One of the basic tenets of personal finance is that your 401(k) is for your retirement and should not be used as an emergency fund.
However, a growing number of people are dipping their hands into their retirement accounts due to major life events like unemployment, sickness or debt, or even for unexpected expenses like a car breakdown.
Unfortunately, most people fail to create an emergency fund, so when an unexpected event arises, they are left with no option but to tap into their retirement funds. What is even worrying is that most people who take money from these accounts have no means to replace the funds they took out.
But what exactly are the consequences of pre-retirement withdrawals?
These withdrawals can lead to a wide variety of adverse consequences ranging from taxes and penalties to lower or even lost investment returns. Over the long term, these withdrawals can dramatically impact your retirement funds.

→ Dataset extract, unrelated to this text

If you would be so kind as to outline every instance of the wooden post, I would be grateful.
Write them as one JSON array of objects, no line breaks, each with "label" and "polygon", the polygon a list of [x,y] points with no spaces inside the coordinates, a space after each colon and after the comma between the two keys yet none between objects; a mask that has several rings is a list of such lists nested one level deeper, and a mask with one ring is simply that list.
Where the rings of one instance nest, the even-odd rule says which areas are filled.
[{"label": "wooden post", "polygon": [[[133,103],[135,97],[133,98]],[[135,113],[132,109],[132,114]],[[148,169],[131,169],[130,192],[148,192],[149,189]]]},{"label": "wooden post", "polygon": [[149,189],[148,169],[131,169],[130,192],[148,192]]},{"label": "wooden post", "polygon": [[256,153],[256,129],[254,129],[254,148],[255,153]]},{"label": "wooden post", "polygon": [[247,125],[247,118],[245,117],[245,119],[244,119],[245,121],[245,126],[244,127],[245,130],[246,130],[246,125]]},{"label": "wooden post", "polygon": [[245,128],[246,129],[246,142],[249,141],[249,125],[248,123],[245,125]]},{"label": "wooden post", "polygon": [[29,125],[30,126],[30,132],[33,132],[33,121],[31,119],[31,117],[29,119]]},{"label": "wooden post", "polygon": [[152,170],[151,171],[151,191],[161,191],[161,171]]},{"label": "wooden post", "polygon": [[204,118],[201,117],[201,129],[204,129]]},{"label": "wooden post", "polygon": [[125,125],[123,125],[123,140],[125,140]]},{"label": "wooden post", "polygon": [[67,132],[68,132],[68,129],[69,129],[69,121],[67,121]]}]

When you borrow funds from your retirement accounts, you may have to forgo investment returns that you cannot get back. When you finally withdraw your money upon retirement, the interest will then be taxed another time. Also, if you are unable to pay off your loan and you default, the balance will be subjected to an early withdrawal penalty plus regular income taxes.
While it is not mandatory for retirement plans to offer hardship withdrawals, the IRS does allow these, but there should be an immediate and heavy financial need. This means that the money withdrawn should only be used to cover for that need and the amount withdrawn should not exceed the amount required to pay for that expense. Some of these withdrawals may be exempt from penalties.
The long and short of it is that you should avoid dipping into your retirement accounts. Instead, build an emergency fund for unforeseen expenses. But what if a pressing situation arises and you find yourself short on cash?
It goes without saying that using your retirement funds for other expenses should be your last option. Besides, if you need to get money fast, accessing your funds is not the best option because you have to wait for a considerably long period of time. Processing time can range anywhere between 10 to 90 business days.
One option that you can look into when you need money is your workplace plan which allows you to borrow up to $50,000. This option enables you to avoid withdrawal penalties because you are simply borrowing money and not withdrawing. On top of that, there is no credit check and the payments can be deducted from your paycheck. Interest rates are also fairly low.